In the context of an LBO, claw-back risk should be analysed with respect to both the purchaser and the target in connection with the granting of collateral and any seemingly preferential payments, and such risk is obviously heightened if the target undergoes financial distress and restructuring.
There is no stamp tax in Mexico.
In terms of the Mexican Income Tax Law, interest paid by Mexican tax residents to non-residents will generally be subject to withholding tax, at rates that vary depending on the nature of the beneficial owner of the interest and the characteristics of the transactions that give rise to the interest. The applicable withholding tax rates contemplated under the law range from 4.9% (applicable to certain foreign banks, as detailed below) to 40% (applicable to entities who are residents in tax haven jurisdictions).
Interest arising from loans granted by foreign banks (including investment or non-bank banks) to Mexican residents shall be subject to a 10% withholding tax. Nevertheless, such withholding tax rate is reduced to 4.9% through a transitory provision that was enacted in 2014 and is still in force today. Under the transitory provision, the reduced rate shall apply if the beneficial owner of the interest payments (ie, the foreign bank) is a resident in a country that has entered into a tax treaty with Mexico, and if any applicable requirements established in the corresponding tax treaty to apply the reduced tax rate are effectively complied with. “Qualified Lender” usually refers to a lender (or its successor or assignee) that is eligible for a withholding tax rate that is not detrimental to the borrower, considering its gross-up obligations set forth in the loan documents with respect to the relevant withholding tax. Interest paid to domestic financial institutions is not subject to withholding tax.
In general terms, interest payments made by a Mexican resident to its foreign related parties are non-deductible for income tax purposes if the indebtedness of the Mexican resident exceeds a 3:1 debt to equity ratio of the Mexican payer. Exceptions may apply in certain industries (such as certain strategic and infrastructure sectors).
See 9.2 Listed Targets.
The bidder has no obligation to guarantee payment or to confirm that it has the funds (or loan commitments or confirmations) to carry out a takeover transaction with respect to a listed or regulated target. Settlement of the consideration of a listed target must be carried out pursuant to the regulations of the relevant exchange. A financing provider will, however, include conditions and representations with respect to the compliance of the applicable regulatory requirements for the acquisitions, which will vary depending on the nature of the target.

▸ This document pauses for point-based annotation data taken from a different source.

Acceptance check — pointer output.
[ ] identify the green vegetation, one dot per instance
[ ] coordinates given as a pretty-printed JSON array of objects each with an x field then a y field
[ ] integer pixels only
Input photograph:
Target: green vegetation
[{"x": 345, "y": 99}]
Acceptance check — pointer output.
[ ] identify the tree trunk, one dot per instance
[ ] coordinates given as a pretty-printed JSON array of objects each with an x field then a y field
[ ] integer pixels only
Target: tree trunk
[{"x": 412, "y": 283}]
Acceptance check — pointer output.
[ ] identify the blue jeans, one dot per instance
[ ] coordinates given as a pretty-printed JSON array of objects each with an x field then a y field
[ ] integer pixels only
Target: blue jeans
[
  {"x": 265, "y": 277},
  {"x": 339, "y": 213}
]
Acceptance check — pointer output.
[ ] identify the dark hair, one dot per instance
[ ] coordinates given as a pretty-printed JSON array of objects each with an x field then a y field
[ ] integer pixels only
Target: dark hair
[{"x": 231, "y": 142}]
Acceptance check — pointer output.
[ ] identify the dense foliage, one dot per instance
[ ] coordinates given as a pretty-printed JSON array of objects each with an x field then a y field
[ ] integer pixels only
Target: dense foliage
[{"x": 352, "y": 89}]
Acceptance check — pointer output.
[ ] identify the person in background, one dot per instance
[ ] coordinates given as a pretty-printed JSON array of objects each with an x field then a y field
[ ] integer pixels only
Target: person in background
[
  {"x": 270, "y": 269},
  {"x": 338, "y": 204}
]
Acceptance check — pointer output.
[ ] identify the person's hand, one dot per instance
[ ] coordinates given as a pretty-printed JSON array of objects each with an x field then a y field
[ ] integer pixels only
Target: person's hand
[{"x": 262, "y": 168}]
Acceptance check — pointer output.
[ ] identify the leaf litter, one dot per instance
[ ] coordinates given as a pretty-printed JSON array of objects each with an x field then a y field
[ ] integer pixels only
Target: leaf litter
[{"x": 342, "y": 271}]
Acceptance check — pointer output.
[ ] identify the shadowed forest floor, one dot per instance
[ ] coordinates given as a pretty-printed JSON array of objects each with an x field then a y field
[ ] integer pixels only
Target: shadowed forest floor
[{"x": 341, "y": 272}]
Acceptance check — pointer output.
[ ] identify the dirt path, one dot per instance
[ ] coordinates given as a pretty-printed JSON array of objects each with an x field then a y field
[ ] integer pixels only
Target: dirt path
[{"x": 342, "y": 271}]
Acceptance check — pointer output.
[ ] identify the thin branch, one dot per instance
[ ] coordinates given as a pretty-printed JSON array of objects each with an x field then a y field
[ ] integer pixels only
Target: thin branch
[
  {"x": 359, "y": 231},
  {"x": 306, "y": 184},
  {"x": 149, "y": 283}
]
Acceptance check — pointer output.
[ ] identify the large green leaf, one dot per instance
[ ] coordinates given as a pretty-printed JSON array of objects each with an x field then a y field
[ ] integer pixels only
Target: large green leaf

Acquisition finance in Mexico has several relevant particular features that are either country-specific or industry-specific.
One example is the collateralisation of assets temporarily imported into Mexico. A number of United States companies locate their manufacturing facilities in Mexico, so raw materials and other assets are introduced into Mexico under temporary import programmes to be subject to a manufacturing process in Mexico in such facilities. Pursuant to the relevant temporary import programme, such imports may be exempt from import taxes, levies and duties if the relevant legal requirements are met. Foreclosing on such temporarily imported assets may trigger the initially exempted import taxes, levies and duties, which shall be covered prior to the application of proceeds to the payment of the secured obligations. Similar effects may be observed in the temporary imports of vessels and aircrafts, and privileged claims may exist, depending on the industry in which the borrower or the target is engaged. The payment of privileged claims and potential taxes is therefore usually considered in the relevant financial model.